Alzheimer's disease (AD) is a disease that results in the progressive loss of cells in the brain, in particular in an area important for the formation of new memories, called the hippocampus. Women are more likely to be diagnosed with AD and show greater brain pathology and memory loss with the disease than men. In addition, women are more likely to develop Alzheimer's disease especially when they have certain genes (APOEe4) and a previous history of multiple pregnancies. This project aims to characterize the aging female brain and how is affected by reproductive experience (pregnancy) and genetics (APOEe4 status) under hormone therapy, immune, and metabolic (diet) challenges.
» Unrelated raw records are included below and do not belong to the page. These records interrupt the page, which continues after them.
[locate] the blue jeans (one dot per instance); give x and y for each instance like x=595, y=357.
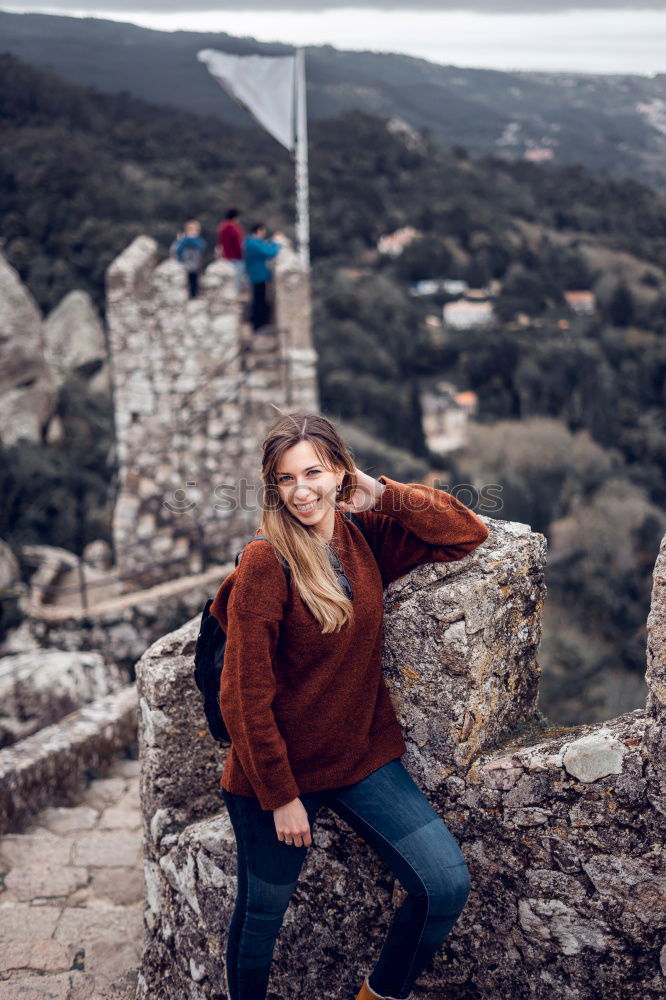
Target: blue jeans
x=391, y=813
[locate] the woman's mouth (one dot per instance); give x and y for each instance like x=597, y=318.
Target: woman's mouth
x=307, y=508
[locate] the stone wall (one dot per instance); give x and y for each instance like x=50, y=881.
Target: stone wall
x=562, y=829
x=193, y=390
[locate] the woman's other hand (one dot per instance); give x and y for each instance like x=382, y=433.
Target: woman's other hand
x=366, y=494
x=292, y=825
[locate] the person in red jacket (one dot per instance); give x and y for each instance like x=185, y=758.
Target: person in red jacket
x=230, y=236
x=307, y=708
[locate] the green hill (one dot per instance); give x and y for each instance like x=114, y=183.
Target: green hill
x=609, y=123
x=570, y=416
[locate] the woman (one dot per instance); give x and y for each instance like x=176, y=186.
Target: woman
x=306, y=705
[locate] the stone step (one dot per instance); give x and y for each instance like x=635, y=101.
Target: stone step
x=71, y=897
x=48, y=767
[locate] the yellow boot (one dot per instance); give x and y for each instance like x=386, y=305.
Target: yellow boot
x=366, y=993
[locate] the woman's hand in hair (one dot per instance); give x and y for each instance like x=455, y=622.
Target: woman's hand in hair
x=292, y=825
x=366, y=494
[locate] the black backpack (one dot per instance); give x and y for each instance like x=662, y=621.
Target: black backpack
x=209, y=652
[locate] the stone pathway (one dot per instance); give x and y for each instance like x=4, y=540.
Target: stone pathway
x=71, y=897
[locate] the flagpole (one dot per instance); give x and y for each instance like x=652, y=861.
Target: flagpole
x=302, y=178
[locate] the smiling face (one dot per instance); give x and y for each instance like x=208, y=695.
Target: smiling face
x=308, y=488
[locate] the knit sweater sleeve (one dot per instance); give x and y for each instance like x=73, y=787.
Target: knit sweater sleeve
x=411, y=524
x=250, y=606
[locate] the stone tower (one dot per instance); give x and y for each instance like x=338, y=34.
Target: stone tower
x=192, y=391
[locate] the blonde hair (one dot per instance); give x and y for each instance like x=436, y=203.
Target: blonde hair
x=304, y=549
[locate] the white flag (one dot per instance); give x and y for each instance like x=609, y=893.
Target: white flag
x=264, y=85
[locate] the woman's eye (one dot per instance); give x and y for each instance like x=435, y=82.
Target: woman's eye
x=311, y=472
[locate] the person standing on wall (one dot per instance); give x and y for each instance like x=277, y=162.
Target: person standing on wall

Menopause is associated with dramatic changes in hormone levels and with cognitive decline and certain hormone therapies (HTs) positively affect cognition depending on timing and genotype. Our research shows that the sensitivity of the female brain to estrogens is altered with past parity to affect neuroplasticity and immune signalling. The goal of this proposal is to study the effects of parity and genetics on aging in the female brain exposed to hormone therapies, immune and metabolic challenges in preclinical models. This work will determine how physiological challenges faced by females during aging interact with motherhood and genetics can affect brain aging. It is clear that tailored treatment based on sex, genetics, and possibly reproductive history need to be developed to best treat individuals at risk to develop AD.